Enterprises rushed in. Boardrooms with no in-house AI talent saw prompt engineering as an expedient bridge to value: outsource the “linguistic interface” rather than build your own models. Humanities grads pivoted into gig work, crafting prompts for legal briefs, marketing copy, and even software scaffolding.

LLMs, for all their statistical power, needed precise coaxing—and prompt engineers delivered.

Yet every stopgap carries the seeds of obsolescence. As OpenAI, Anthropic, and Google rolled out GPT-4, Claude 3, and PaLM 2, models gained robust reasoning, integrated function calling, and vastly expanded context windows.
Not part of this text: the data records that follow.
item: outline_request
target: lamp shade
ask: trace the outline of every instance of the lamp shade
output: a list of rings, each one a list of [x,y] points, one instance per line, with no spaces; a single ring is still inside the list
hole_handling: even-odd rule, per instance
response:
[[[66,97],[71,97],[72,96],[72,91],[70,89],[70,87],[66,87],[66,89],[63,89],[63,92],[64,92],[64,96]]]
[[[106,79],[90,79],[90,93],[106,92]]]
No longer did you need elaborate prompt gymnastics; you could feed structured data, invoke APIs, and let the model’s internal architecture handle logic. Prompt engineering shifted from art to maintenance—tweaking dozens of brittle templates whenever performance dipped.

Wikipedia today notes that “the job of prompt engineer has become obsolete due to models that better intuit user intent”. Indeed, leading practitioners concede that the high-stakes game of prompt crafting was always meant as a transitional UX paradigm—useful only until models and tooling matured. We now stand at that pivot point.

Prompt engineering peaked as a temporary lingua franca for early LLMs and has been superseded by context engineering—a discipline that assembles system messages, memory stores, tool orchestration, and retrieval pipelines into coherent, end-to-end workflows.